Durante el primer año, fueron tanto Macri como varios gobernadores radicales los que le propusieron que siga ese camino: el de que el mileismo fuera la continuidad reforzada de sus supuestos antecedentes históricos, sumándolos a todos. Propuesta que Milei más que aceptar, toleró, forzado por las circunstancias, vale decir por la ínfima minoría de su fuerza propia. Sin embargo, en el segundo año, como le fue bastante bien en el primero, cambió absolutamente de posición y todas las alianzas que construyó (o que más bien le construyeron a su pesar) las hizo volar por los aires. Mareado por sus propios aires de grandeza y ayudado para eso por el triunfo de Donald Trump como nuevo emperador del mundo, creyó que con esas dos cosas bastaban y sobraban para refundar de cero el país y quedárselo solito para él. O sea, lo mismo que intentaron casi todos antes que él. El portador de las grandes novedades históricas venía a repetir a su modo, las mismas cansinas rutinas que nos hicieron llegar al lugar dónde estamos, vale decir, a ninguna parte.
Por supuesto que, como a todos los que lo intentaron antes, le fue igual o peor de mal, tanto que, en vez de convertirse en el aliado estratégico del nuevo dueño del mundo, fue éste quien debió ofrecerle un pulmotor artificial para que llegara sin machucones incurables a estas elecciones de medio término.

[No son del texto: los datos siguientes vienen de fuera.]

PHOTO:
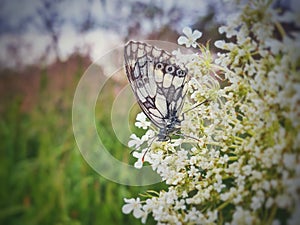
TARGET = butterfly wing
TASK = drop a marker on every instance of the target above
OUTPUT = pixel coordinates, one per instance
(156, 80)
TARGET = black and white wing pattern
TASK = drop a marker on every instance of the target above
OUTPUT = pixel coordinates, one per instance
(158, 84)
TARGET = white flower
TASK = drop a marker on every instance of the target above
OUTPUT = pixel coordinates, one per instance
(133, 205)
(190, 37)
(135, 141)
(141, 121)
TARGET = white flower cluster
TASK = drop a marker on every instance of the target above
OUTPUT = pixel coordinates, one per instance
(241, 164)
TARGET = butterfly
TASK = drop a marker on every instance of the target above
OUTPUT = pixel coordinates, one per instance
(158, 83)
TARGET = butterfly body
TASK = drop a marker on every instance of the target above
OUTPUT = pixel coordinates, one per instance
(158, 83)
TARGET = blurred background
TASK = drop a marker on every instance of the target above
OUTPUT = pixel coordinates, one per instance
(45, 47)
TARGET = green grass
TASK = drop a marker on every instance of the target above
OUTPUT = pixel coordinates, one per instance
(44, 179)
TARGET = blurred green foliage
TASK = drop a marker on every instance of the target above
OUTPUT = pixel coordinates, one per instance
(44, 179)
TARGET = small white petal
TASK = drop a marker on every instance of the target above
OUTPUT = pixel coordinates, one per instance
(182, 40)
(187, 31)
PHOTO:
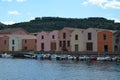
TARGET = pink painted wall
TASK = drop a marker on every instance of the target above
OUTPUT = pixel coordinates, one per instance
(54, 39)
(29, 44)
(20, 31)
(45, 41)
(93, 40)
(4, 43)
(68, 33)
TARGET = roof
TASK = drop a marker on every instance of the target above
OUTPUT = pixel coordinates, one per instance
(10, 30)
(25, 36)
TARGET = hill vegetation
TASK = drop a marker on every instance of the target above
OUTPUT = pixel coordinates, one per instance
(57, 23)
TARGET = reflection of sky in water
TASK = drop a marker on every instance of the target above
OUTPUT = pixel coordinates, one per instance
(26, 69)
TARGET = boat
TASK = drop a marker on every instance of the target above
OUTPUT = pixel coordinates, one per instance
(6, 55)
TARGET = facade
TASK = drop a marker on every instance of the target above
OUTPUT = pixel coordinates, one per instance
(116, 41)
(90, 39)
(43, 41)
(15, 42)
(64, 39)
(77, 40)
(16, 31)
(4, 43)
(105, 41)
(53, 41)
(29, 43)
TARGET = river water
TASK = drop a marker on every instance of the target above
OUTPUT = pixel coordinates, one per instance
(30, 69)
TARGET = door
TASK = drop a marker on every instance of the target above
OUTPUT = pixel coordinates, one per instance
(105, 48)
(76, 47)
(42, 46)
(53, 45)
(89, 46)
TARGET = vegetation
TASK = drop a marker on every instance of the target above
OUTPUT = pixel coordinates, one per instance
(57, 23)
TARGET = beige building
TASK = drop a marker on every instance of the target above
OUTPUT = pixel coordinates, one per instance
(77, 40)
(15, 42)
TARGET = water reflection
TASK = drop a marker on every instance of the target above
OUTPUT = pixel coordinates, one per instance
(27, 69)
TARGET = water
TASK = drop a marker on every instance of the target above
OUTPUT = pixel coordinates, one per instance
(29, 69)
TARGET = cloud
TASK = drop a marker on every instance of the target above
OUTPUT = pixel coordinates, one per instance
(116, 20)
(13, 13)
(114, 4)
(8, 22)
(20, 0)
(7, 0)
(13, 0)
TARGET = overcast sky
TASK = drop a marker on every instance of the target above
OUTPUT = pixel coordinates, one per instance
(14, 11)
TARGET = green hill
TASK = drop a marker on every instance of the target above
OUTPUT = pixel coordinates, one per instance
(57, 23)
(2, 26)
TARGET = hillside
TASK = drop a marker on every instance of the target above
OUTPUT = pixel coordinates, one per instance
(57, 23)
(2, 26)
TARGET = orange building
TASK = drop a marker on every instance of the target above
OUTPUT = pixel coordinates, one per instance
(29, 43)
(4, 43)
(104, 41)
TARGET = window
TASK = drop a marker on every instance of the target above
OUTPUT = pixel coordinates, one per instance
(89, 36)
(68, 43)
(35, 41)
(117, 41)
(42, 46)
(42, 37)
(13, 49)
(4, 42)
(64, 35)
(53, 36)
(13, 42)
(60, 43)
(104, 37)
(64, 43)
(25, 48)
(25, 41)
(76, 37)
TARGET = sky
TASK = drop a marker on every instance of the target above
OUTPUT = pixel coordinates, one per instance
(15, 11)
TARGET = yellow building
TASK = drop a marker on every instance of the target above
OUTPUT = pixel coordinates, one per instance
(77, 40)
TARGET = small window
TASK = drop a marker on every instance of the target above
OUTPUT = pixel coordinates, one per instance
(60, 43)
(13, 42)
(42, 37)
(35, 41)
(76, 37)
(5, 42)
(68, 43)
(25, 41)
(117, 41)
(64, 35)
(53, 37)
(42, 46)
(25, 48)
(89, 36)
(104, 37)
(13, 49)
(64, 43)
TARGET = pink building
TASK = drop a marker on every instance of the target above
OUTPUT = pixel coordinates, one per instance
(16, 31)
(64, 39)
(54, 41)
(29, 43)
(43, 41)
(4, 43)
(90, 39)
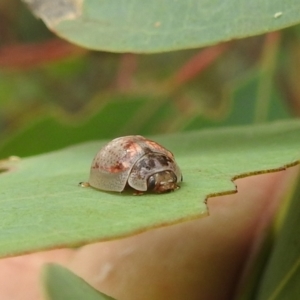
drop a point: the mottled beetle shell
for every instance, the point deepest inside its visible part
(130, 159)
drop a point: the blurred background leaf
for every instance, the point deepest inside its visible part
(61, 284)
(43, 207)
(54, 94)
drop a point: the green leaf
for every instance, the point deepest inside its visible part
(62, 284)
(43, 207)
(154, 26)
(281, 278)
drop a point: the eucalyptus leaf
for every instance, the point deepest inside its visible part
(162, 25)
(43, 207)
(62, 284)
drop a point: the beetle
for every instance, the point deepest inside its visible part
(134, 161)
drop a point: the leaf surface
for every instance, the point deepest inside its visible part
(162, 25)
(43, 207)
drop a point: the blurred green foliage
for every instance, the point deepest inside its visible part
(53, 94)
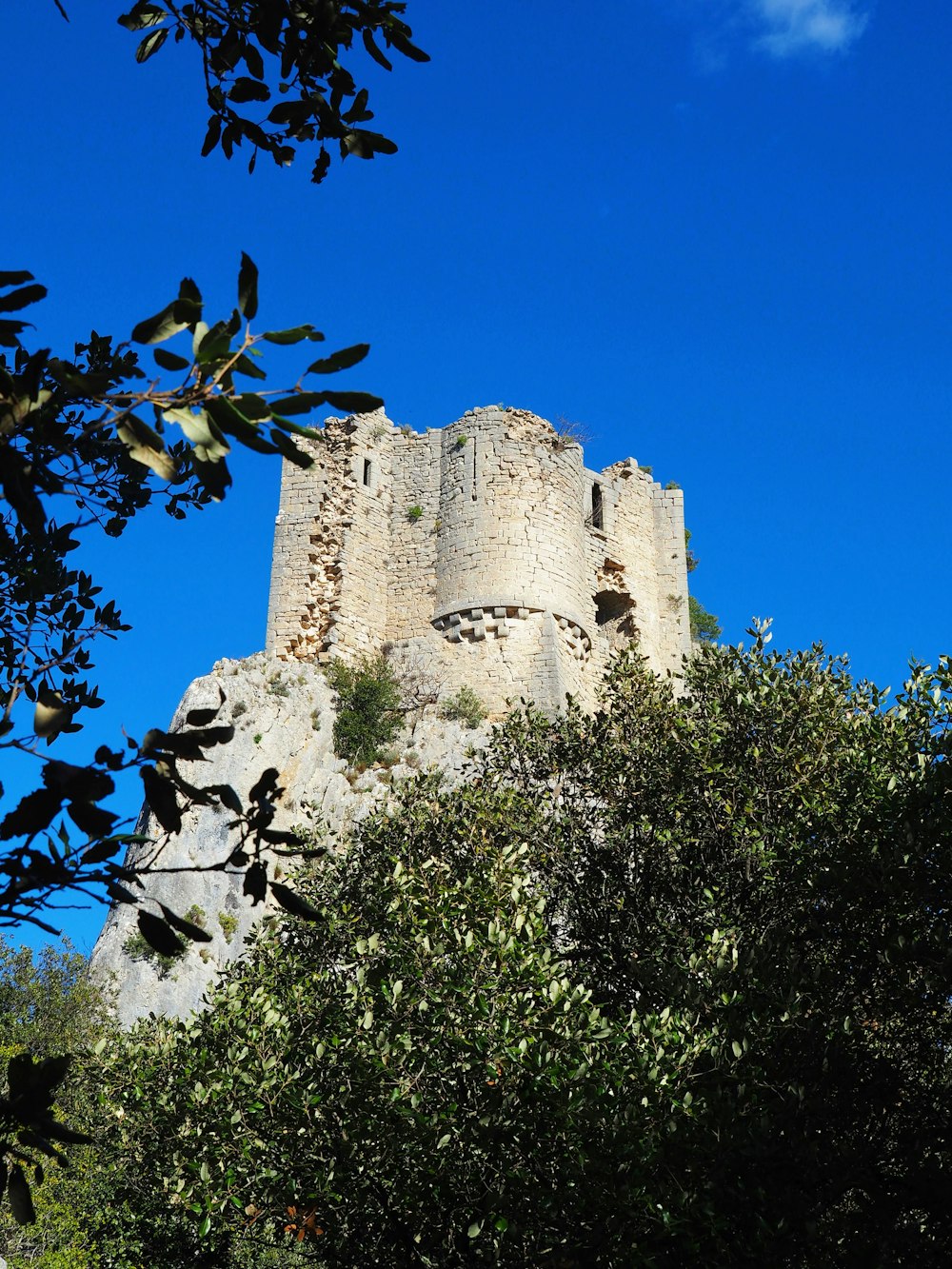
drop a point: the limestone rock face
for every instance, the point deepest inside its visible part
(284, 717)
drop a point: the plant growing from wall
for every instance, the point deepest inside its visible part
(228, 925)
(464, 707)
(369, 707)
(704, 627)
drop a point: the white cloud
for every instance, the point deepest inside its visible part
(790, 27)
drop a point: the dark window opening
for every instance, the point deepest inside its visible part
(597, 511)
(615, 613)
(612, 605)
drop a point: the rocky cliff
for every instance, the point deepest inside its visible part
(284, 716)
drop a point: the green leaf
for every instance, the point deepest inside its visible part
(143, 14)
(215, 344)
(201, 429)
(400, 42)
(160, 796)
(246, 89)
(147, 446)
(246, 366)
(163, 325)
(248, 287)
(170, 361)
(371, 46)
(296, 427)
(21, 1200)
(14, 277)
(342, 361)
(188, 928)
(22, 297)
(289, 449)
(354, 403)
(303, 403)
(295, 903)
(235, 424)
(292, 335)
(159, 936)
(151, 45)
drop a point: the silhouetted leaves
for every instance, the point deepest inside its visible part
(248, 287)
(341, 361)
(255, 883)
(159, 934)
(305, 46)
(188, 928)
(293, 902)
(160, 796)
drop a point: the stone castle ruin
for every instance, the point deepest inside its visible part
(484, 555)
(486, 551)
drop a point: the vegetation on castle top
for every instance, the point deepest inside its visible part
(704, 627)
(464, 705)
(369, 707)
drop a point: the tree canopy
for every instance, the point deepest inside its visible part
(664, 983)
(88, 439)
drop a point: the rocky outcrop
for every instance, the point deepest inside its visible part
(284, 716)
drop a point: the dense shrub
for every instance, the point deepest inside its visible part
(369, 708)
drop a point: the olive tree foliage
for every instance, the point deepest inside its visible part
(48, 1006)
(273, 69)
(419, 1078)
(90, 438)
(663, 985)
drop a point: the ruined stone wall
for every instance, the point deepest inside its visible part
(486, 553)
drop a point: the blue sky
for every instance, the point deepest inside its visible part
(715, 232)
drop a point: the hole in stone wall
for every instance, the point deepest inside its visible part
(615, 612)
(597, 511)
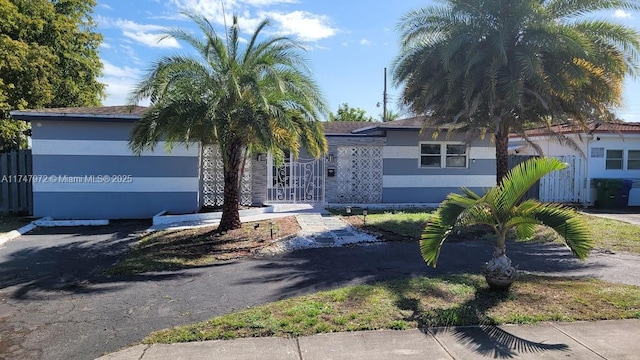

Este domingo Javier Milei puede ganar o perder, le puede ir mejor o peor, pero -salvo un resultado absolutamente extremo para un lado o para el otro- lo importante no será el cómputo electoral sino el día después, vale decir, el lunes 27 de octubre. Cuando el presidente deberá optar entre seguir intentando refundar en soledad la Argentina, con lo cual indefectiblemente su destino será efímero, o, por el contrario, "volver a empezar" su gobierno, retornando todo lo que pueda y se pueda, las alianzas que (insistimos, a su pesar) supo tener durante su primer año y que en el segundo decidió destruir, cuando debió fortalecerlas de manera estructural.
En palabras figuradas, a fin de evitar el mal argentino de la refundación permanente, el presidente Milei debe aprovechar estas elecciones para recibir otra vez (ahora entregados por sí mismo a sí mismo) los símbolos del mando presidencial y volver a empezar lo que hizo en los inicios de su gestión, continuando la historia en vez de creerse su iniciador.
La Argentina es un país que no aprende de sus propios errores por lo que los repite siempre y que a la vez tampoco aprende de sus propios logros, por los cual no los continúa nunca. A Milei se le ofrece la oportunidad de acabar con ese gran estigma símbolo de nuestra decadencia. Hasta ahora no lo aprovechó, pero quizá aún pueda tener la oportunidad de aprovecharla. A partir de mañana sabremos si la oportunidad se mantiene. Y algo aún mucho más crucial, si en realidad está dispuesto a aprovecharla.